Nada de lo que ocurre desde al menos dos años a esta parte en el ámbito de la política tiene que ver con los intereses nacionales. Nada de lo que discutimos en los cafés y las tertulias o llena espacio en los periódicos, las radios o las televisiones tiene que ver con propuestas y proyectos que este país requiere para avanzar y atender a su población. Todo, absolutamente todo el debate nacional está monopolizado por los intereses de Pedro Sánchez, que se resumen en uno: seguir en el poder. Desde la ley de amnistía al contrato de balas con Israel, por limitarnos a esta última legislatura, toda acción política está motivada, condicionada y decidida teniendo en cuenta exclusivamente qué es lo que le conviene a Pedro Sánchez.
« Todo, absolutamente todo el debate nacional está monopolizado por los intereses de Pedro Sánchez»
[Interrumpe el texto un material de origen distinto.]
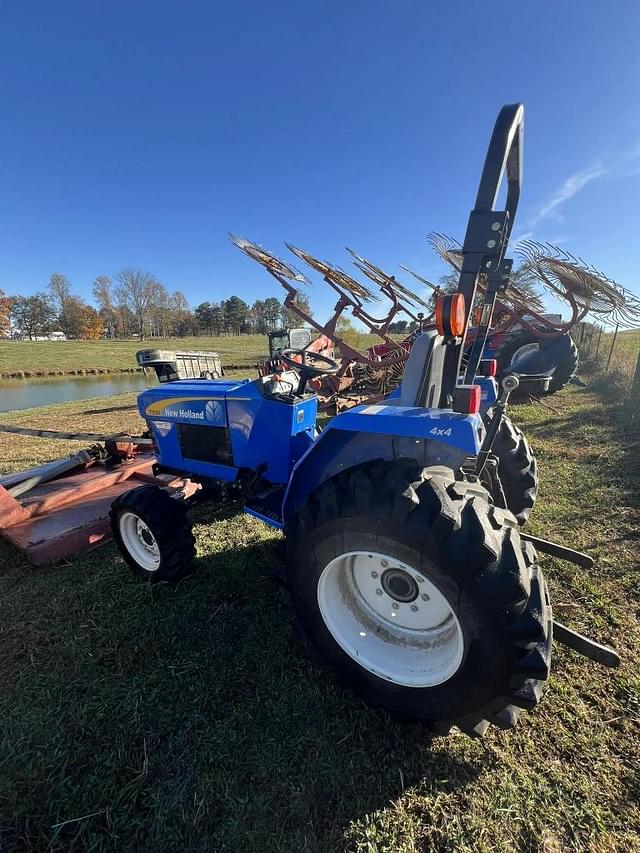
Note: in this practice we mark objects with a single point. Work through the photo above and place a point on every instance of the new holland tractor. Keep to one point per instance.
(411, 581)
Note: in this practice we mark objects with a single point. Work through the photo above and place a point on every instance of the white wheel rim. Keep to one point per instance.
(525, 349)
(413, 642)
(139, 541)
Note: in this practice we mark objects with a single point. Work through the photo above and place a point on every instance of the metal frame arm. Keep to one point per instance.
(488, 232)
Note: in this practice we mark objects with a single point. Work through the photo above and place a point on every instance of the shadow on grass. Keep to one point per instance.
(190, 717)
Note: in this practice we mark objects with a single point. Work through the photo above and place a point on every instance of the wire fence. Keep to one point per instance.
(614, 357)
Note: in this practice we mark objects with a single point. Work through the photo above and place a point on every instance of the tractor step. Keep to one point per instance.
(267, 508)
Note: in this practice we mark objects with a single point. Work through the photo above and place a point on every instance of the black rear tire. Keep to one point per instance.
(517, 469)
(565, 371)
(165, 525)
(561, 376)
(470, 550)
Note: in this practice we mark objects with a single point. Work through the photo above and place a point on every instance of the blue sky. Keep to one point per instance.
(140, 133)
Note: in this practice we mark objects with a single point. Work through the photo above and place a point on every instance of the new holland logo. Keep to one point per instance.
(214, 411)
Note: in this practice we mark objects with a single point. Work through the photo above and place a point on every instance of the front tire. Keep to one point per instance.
(481, 647)
(153, 534)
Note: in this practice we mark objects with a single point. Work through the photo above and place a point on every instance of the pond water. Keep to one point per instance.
(26, 393)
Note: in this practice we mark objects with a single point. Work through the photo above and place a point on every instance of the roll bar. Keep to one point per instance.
(487, 237)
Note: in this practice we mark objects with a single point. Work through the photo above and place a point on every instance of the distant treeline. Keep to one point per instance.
(134, 302)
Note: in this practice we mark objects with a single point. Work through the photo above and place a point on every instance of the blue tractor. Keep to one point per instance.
(409, 577)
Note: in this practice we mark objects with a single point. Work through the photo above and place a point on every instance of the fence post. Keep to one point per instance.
(634, 399)
(613, 343)
(598, 344)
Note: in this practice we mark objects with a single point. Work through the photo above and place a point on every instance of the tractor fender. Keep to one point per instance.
(337, 450)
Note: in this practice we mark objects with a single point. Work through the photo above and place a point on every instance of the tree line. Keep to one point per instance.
(135, 303)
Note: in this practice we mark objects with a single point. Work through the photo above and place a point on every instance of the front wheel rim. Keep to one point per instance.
(139, 541)
(412, 639)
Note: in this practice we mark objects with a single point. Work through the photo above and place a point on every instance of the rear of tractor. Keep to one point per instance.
(407, 574)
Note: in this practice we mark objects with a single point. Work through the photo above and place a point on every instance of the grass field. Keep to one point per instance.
(194, 719)
(72, 355)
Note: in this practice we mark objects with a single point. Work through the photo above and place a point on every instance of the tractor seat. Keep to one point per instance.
(422, 380)
(280, 384)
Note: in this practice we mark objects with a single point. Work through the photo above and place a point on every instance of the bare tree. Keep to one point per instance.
(139, 291)
(103, 296)
(60, 290)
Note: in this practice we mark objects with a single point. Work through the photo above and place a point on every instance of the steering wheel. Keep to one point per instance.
(311, 364)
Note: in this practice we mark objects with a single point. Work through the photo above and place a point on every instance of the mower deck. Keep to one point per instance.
(63, 516)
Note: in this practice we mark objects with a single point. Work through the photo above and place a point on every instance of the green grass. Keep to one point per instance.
(72, 355)
(194, 718)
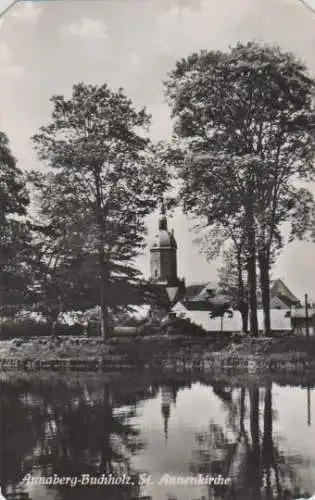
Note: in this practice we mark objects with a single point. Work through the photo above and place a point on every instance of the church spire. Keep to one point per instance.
(163, 219)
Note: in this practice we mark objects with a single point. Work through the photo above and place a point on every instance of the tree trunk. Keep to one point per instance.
(265, 290)
(251, 268)
(104, 295)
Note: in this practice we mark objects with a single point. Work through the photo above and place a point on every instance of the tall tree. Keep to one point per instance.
(15, 252)
(245, 120)
(233, 282)
(104, 177)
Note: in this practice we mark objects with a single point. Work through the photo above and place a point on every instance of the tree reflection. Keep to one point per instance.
(56, 430)
(246, 451)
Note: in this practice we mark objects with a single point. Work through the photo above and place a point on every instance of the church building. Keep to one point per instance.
(163, 264)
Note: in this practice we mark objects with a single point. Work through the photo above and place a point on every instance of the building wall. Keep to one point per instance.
(163, 264)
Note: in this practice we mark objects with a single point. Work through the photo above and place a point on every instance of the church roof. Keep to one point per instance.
(164, 238)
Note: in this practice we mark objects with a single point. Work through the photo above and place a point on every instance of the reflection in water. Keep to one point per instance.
(95, 426)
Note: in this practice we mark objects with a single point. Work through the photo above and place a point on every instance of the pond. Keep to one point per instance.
(143, 436)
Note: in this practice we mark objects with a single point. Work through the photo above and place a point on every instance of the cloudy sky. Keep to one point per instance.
(45, 47)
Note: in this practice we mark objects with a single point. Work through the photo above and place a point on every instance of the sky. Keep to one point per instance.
(47, 46)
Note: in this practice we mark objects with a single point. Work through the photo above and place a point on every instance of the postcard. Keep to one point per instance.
(157, 241)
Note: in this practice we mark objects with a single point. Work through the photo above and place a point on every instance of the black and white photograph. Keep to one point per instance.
(157, 250)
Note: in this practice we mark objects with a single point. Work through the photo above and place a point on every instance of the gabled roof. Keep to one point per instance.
(201, 291)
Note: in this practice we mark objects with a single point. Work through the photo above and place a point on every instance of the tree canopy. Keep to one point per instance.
(103, 178)
(245, 122)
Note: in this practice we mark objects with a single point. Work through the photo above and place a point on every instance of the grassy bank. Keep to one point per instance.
(176, 352)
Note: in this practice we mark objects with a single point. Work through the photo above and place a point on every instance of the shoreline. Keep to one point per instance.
(159, 353)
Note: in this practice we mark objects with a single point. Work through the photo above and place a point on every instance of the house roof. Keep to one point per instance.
(201, 291)
(279, 319)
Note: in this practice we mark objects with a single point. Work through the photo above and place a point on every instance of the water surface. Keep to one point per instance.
(258, 435)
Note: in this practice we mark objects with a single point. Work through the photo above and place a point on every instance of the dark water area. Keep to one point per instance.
(257, 435)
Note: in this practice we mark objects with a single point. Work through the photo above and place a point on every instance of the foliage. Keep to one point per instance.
(245, 126)
(15, 253)
(105, 179)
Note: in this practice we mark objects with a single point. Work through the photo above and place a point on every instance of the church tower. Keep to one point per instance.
(163, 254)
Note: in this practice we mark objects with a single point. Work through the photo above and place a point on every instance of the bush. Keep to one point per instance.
(30, 328)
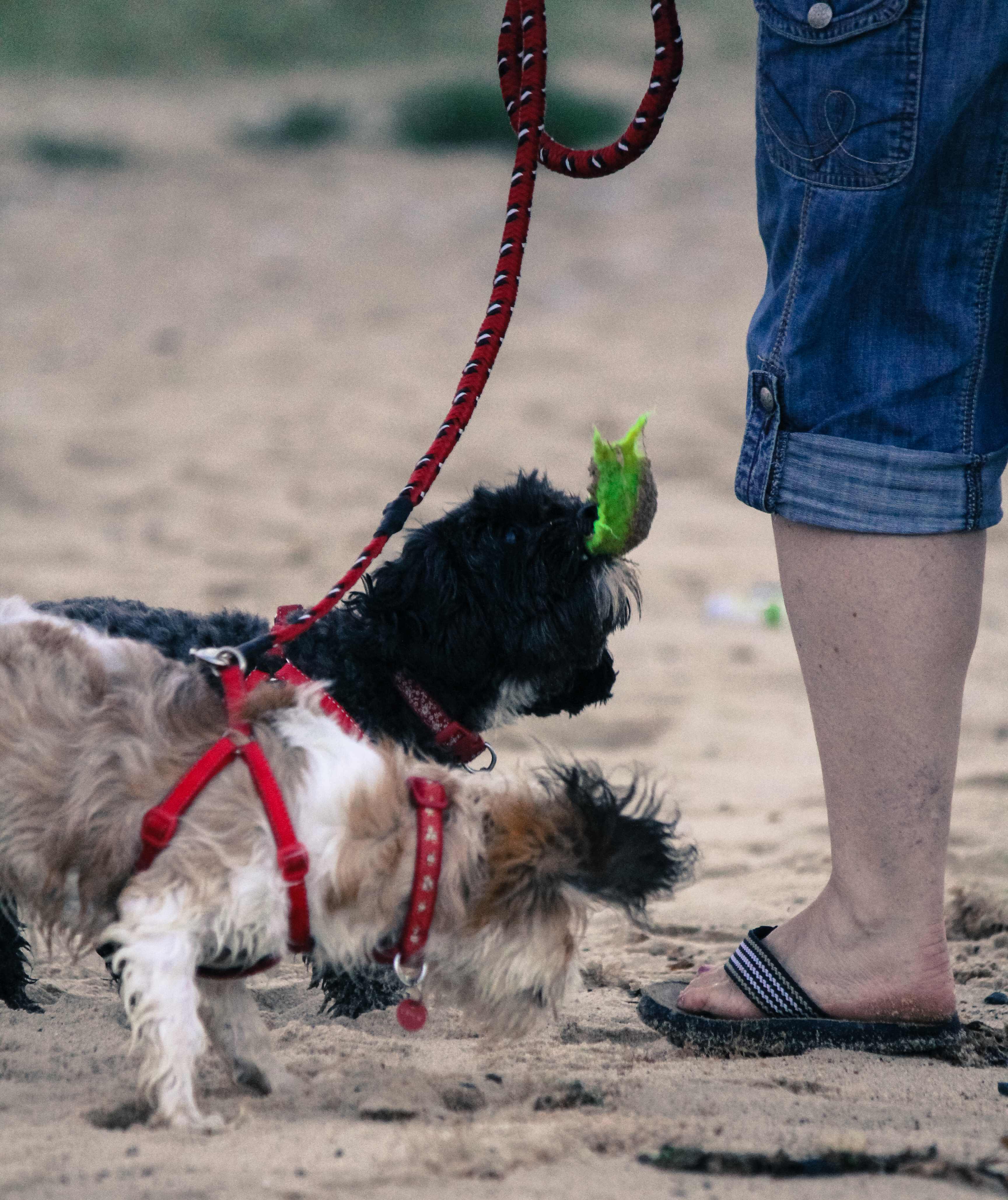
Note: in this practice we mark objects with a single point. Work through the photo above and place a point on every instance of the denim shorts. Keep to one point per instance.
(879, 354)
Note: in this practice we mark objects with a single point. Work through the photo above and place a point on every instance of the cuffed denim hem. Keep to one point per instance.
(866, 488)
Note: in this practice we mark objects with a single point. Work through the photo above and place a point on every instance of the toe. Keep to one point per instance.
(715, 995)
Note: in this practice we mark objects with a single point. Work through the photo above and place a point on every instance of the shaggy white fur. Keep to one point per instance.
(95, 731)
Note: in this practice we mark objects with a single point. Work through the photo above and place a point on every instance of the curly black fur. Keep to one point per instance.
(497, 602)
(626, 854)
(496, 609)
(14, 962)
(352, 993)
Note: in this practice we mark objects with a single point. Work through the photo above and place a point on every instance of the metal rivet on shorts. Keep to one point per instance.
(820, 16)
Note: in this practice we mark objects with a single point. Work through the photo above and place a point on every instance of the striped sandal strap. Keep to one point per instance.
(761, 978)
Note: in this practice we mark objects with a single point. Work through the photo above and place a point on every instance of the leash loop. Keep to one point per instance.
(522, 45)
(647, 120)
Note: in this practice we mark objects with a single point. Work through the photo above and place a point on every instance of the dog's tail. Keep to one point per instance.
(604, 842)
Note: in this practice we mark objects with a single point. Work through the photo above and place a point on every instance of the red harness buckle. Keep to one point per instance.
(156, 831)
(293, 863)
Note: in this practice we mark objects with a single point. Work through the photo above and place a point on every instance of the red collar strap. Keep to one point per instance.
(464, 744)
(461, 742)
(407, 956)
(161, 823)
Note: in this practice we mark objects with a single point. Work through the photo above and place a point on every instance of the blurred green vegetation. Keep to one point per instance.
(302, 128)
(75, 154)
(468, 112)
(144, 38)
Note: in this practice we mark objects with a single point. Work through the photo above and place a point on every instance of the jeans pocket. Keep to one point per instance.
(839, 89)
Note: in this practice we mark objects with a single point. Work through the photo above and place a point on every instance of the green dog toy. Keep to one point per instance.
(622, 484)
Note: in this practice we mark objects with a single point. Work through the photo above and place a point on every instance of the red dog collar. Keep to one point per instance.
(407, 956)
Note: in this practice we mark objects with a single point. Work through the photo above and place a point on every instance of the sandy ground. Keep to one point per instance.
(218, 368)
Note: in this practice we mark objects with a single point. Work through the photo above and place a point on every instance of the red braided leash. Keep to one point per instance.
(522, 45)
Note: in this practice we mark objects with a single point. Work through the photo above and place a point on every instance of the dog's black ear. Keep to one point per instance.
(623, 852)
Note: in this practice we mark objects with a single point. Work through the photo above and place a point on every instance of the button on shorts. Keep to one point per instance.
(879, 354)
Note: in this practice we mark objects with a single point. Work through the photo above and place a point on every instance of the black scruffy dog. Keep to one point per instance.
(495, 609)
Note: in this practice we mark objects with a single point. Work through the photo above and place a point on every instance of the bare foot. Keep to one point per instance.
(892, 974)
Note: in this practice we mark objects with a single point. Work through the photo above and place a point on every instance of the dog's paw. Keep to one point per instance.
(249, 1075)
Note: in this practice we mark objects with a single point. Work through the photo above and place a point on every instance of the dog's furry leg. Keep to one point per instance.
(237, 1031)
(158, 964)
(14, 964)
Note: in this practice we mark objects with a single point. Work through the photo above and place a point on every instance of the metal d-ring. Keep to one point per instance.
(220, 657)
(477, 771)
(402, 972)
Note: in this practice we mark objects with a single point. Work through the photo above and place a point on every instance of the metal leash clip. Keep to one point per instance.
(477, 771)
(219, 658)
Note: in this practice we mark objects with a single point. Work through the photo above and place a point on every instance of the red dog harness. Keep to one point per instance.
(161, 823)
(428, 796)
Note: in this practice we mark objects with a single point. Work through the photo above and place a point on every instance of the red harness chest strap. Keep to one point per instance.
(430, 801)
(161, 823)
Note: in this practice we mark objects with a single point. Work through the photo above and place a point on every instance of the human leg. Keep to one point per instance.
(885, 628)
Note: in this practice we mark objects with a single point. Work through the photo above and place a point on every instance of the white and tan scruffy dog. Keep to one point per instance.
(95, 731)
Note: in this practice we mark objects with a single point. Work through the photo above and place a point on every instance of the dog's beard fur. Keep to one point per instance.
(92, 736)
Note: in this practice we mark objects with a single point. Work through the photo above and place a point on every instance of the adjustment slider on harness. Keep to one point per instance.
(293, 862)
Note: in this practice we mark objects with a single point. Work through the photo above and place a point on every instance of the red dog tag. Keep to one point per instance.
(411, 1014)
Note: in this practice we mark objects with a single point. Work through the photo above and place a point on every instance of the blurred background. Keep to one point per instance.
(245, 249)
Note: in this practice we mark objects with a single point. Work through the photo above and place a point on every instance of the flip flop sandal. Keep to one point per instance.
(794, 1023)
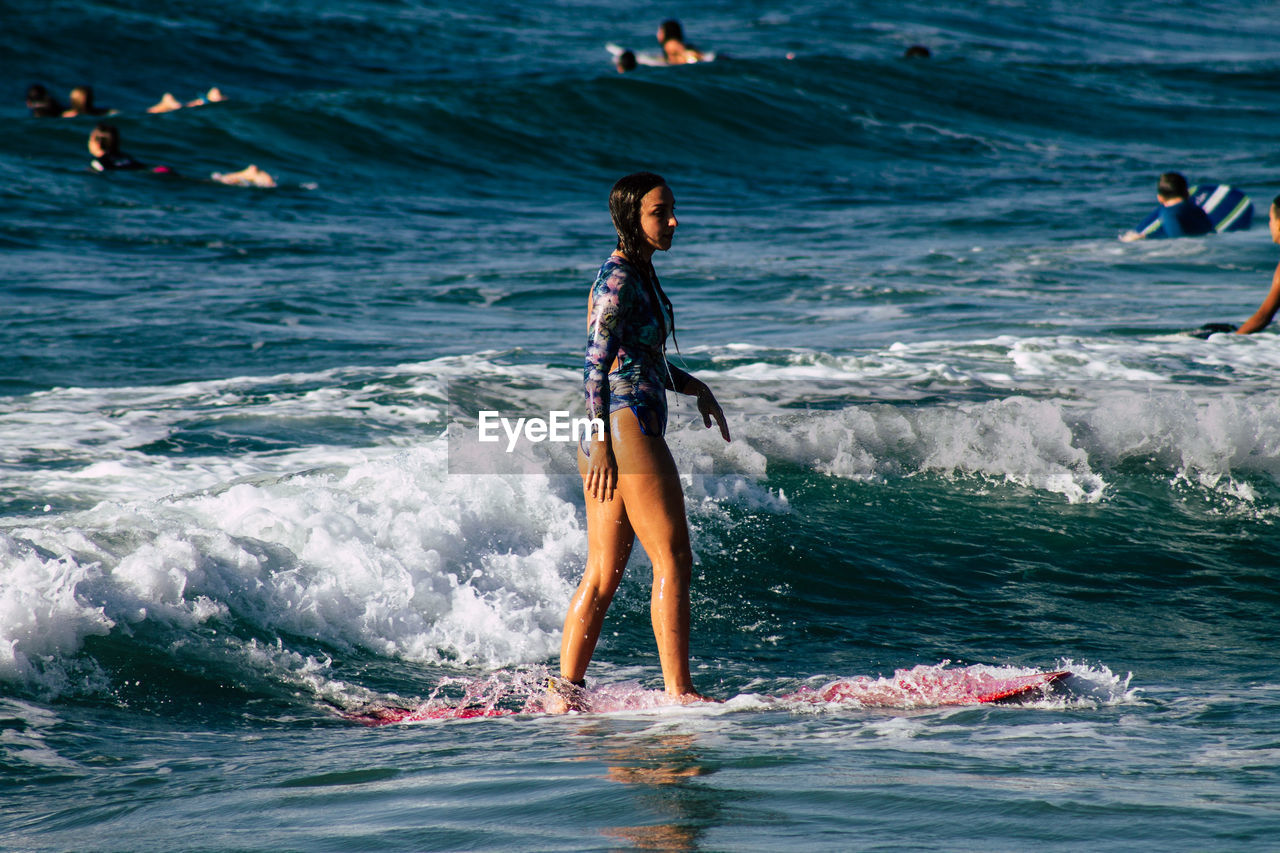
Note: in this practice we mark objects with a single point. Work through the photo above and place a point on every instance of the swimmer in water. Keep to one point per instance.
(82, 104)
(41, 103)
(671, 36)
(1179, 215)
(169, 103)
(104, 144)
(1267, 310)
(630, 482)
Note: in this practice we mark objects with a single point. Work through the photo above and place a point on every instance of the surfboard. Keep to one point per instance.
(1228, 208)
(922, 687)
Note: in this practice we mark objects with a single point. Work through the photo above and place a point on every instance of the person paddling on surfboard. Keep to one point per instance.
(1267, 310)
(671, 36)
(1179, 215)
(630, 482)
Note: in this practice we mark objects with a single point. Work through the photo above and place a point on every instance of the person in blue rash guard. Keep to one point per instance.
(1271, 304)
(1179, 215)
(630, 482)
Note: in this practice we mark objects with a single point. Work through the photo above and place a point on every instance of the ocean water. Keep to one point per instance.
(969, 433)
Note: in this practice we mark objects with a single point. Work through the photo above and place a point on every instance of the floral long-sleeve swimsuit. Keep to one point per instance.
(625, 329)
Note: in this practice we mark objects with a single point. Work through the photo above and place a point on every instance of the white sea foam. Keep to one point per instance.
(353, 532)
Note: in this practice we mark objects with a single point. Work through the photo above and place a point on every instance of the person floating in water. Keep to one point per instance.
(104, 144)
(82, 104)
(630, 482)
(671, 36)
(169, 103)
(1267, 310)
(41, 103)
(1179, 215)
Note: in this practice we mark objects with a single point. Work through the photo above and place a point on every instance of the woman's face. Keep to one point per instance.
(658, 218)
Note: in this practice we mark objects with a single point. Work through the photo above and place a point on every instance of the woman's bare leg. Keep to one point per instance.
(649, 489)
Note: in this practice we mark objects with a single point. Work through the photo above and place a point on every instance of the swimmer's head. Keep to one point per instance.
(668, 30)
(104, 140)
(82, 99)
(1171, 187)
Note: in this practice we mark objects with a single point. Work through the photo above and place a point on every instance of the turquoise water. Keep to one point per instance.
(967, 428)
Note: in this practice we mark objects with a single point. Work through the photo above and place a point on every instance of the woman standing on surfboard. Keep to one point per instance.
(629, 477)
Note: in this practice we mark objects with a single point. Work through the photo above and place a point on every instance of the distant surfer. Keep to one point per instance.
(104, 144)
(41, 103)
(168, 103)
(1267, 310)
(82, 104)
(629, 477)
(1179, 215)
(671, 36)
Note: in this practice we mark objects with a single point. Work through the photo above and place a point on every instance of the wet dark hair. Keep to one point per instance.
(625, 210)
(1171, 185)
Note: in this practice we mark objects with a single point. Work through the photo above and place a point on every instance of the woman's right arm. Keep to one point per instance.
(1267, 310)
(602, 347)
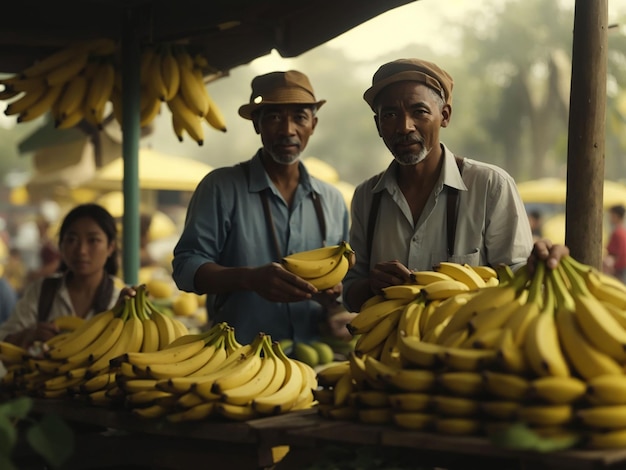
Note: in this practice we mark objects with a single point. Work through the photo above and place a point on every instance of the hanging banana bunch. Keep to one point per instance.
(77, 83)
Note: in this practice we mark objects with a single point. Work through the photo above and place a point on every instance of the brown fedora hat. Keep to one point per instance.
(417, 70)
(291, 87)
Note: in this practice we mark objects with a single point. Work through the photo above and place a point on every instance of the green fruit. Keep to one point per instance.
(305, 353)
(324, 351)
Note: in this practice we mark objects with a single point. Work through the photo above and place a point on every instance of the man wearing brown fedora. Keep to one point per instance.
(243, 219)
(429, 205)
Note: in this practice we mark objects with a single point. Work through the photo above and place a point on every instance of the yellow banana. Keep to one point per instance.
(100, 87)
(545, 415)
(446, 309)
(465, 384)
(67, 70)
(195, 413)
(183, 367)
(542, 345)
(486, 272)
(410, 401)
(420, 353)
(83, 336)
(244, 393)
(187, 118)
(440, 290)
(586, 359)
(603, 416)
(459, 359)
(423, 278)
(11, 353)
(461, 272)
(505, 410)
(455, 406)
(457, 426)
(129, 340)
(408, 292)
(192, 88)
(372, 315)
(379, 333)
(505, 386)
(285, 397)
(608, 389)
(25, 101)
(414, 421)
(329, 375)
(72, 96)
(308, 269)
(334, 277)
(100, 345)
(557, 390)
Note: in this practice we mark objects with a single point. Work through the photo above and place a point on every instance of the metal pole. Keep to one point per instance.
(130, 145)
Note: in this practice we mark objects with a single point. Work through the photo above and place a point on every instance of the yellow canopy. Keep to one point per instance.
(156, 171)
(553, 191)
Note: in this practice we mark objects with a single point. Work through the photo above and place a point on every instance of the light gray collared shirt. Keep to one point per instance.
(492, 224)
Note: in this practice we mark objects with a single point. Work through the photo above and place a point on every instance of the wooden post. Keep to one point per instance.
(585, 152)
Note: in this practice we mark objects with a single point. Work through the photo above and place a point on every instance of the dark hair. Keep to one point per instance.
(104, 220)
(618, 210)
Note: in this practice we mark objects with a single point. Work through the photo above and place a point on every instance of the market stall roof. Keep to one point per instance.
(228, 33)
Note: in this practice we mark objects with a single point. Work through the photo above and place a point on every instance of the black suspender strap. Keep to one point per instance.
(317, 204)
(453, 196)
(451, 214)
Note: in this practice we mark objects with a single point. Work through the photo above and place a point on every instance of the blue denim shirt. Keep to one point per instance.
(225, 224)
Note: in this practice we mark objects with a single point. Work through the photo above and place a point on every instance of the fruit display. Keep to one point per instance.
(136, 358)
(83, 81)
(544, 351)
(211, 374)
(73, 362)
(323, 267)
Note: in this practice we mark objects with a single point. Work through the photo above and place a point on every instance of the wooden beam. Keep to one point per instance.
(585, 153)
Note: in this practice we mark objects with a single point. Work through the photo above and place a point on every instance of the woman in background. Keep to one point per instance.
(85, 284)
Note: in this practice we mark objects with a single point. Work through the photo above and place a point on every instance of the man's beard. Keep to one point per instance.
(283, 159)
(412, 158)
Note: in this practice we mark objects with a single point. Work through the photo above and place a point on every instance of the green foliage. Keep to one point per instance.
(50, 437)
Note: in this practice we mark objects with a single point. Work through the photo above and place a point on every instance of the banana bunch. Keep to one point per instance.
(74, 83)
(323, 267)
(78, 362)
(171, 74)
(313, 353)
(210, 374)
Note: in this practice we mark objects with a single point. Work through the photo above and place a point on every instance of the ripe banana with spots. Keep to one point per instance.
(461, 272)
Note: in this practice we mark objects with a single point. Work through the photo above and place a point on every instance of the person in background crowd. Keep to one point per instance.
(614, 261)
(84, 285)
(8, 299)
(49, 256)
(430, 205)
(243, 219)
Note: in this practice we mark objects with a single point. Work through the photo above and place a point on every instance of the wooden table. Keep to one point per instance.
(121, 438)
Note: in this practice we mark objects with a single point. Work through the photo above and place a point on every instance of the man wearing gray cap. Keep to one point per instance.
(243, 219)
(429, 205)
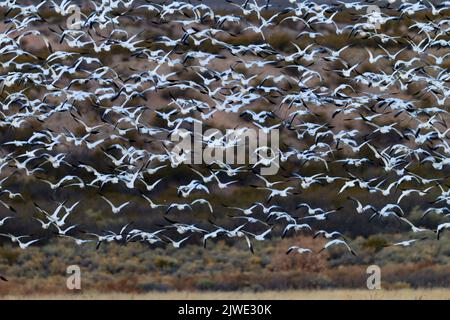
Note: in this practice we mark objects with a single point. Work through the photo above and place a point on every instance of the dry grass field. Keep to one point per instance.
(404, 294)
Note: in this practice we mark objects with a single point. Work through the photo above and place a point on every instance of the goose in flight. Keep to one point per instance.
(299, 250)
(115, 209)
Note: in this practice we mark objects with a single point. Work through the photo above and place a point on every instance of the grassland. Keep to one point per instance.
(404, 294)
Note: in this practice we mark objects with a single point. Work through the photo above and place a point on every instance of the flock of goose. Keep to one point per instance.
(87, 111)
Da igual si hablamos de reformas del Código Penal, de política exterior, del derecho a la información, de la separación de poderes, siempre hablamos de lo mismo: de Pedro Sánchez, o, para ser más preciso, de cuál es el último movimiento de Sánchez para conservar el poder. Hasta cuando hablamos de economía, la más autónoma de las materias en este mundo globalizado, sus ministros nos hacen ver que también hablamos de Sánchez porque es él, según ellos, quien lleva el dinero a nuestros bolsillos.
El último acto de esta gran farsa ha sido el debate sobre el presupuesto para el rearme ilegítimamente impuesto por el Gobierno sin discusión parlamentaria. Un asunto de tal gravedad -el mayor presupuesto para armas de la historia de España, aprobado sin el concurso imprescindible del Parlamento y sin el requisito constitucional de un Presupuesto nacional- quedó reducido a una polémica sobre si la extrema izquierda sería capaz de tragar con un parte raquítica de ese gigantesco plan -6,6 millones de munición comprada en Israel frente a más de 10.000 millones de gasto general-. Y ahí nos tenías a todos los periodistas discutiendo sobre los cálculos de Yolanda Díaz, de Izquierda Unida y de Podemos, sin caer en la cuenta de que tal vez todo no era más que una mascarada para distraer nuestra atención o, en el mejor de los casos, sin reparar en que estábamos discutiendo una vez más de lo mismo: de lo que Pedro Sánchez necesita ahora para continuar en el poder.
Todos somos actores secundarios en esta representación. Los son, antes que ninguno, sus socios de Gobierno, que juegan a hacerse los dignos de vez en cuando, como si realmente estuvieran pensando en algo más que en sus propias poltronas y en tratar de halagar a quien decide si las mantienen. Lo son también sus aliados en la supuesta mayoría parlamentaria, que maniobran y tratan de confundir a los suyos con lenguaje grandilocuente cuando saben que su política, en realidad, se limita a gestionar la duración de Sánchez en el poder. Los es, muy a su pesar, la oposición conservadora, que intenta jugar con las reglas clásicas y hacer política a la antigua, sin acabar de admitir que lo único que en este momento decide la suerte de España es la suerte personal de Sánchez. Y lo somos quienes, desde más lejos, observamos y comentamos los acontecimientos políticos como si de verdad de política estuviésemos hablando.
La política es esto, dicen algunos analistas refiriéndose a este juego del engaño y la seducción en el que nos vemos permanentemente envueltos. No es cierto. La política, por supuesto, tiene un fuerte componente personal en la medida que la hacen personas y afecta a las personas. Pero si la política no está orientada a los problemas colectivos no es política, por mucho que se justifique con ese nombre lo que no es más que una farsa para ocultar la insaciable ambición de un narcisista incurable.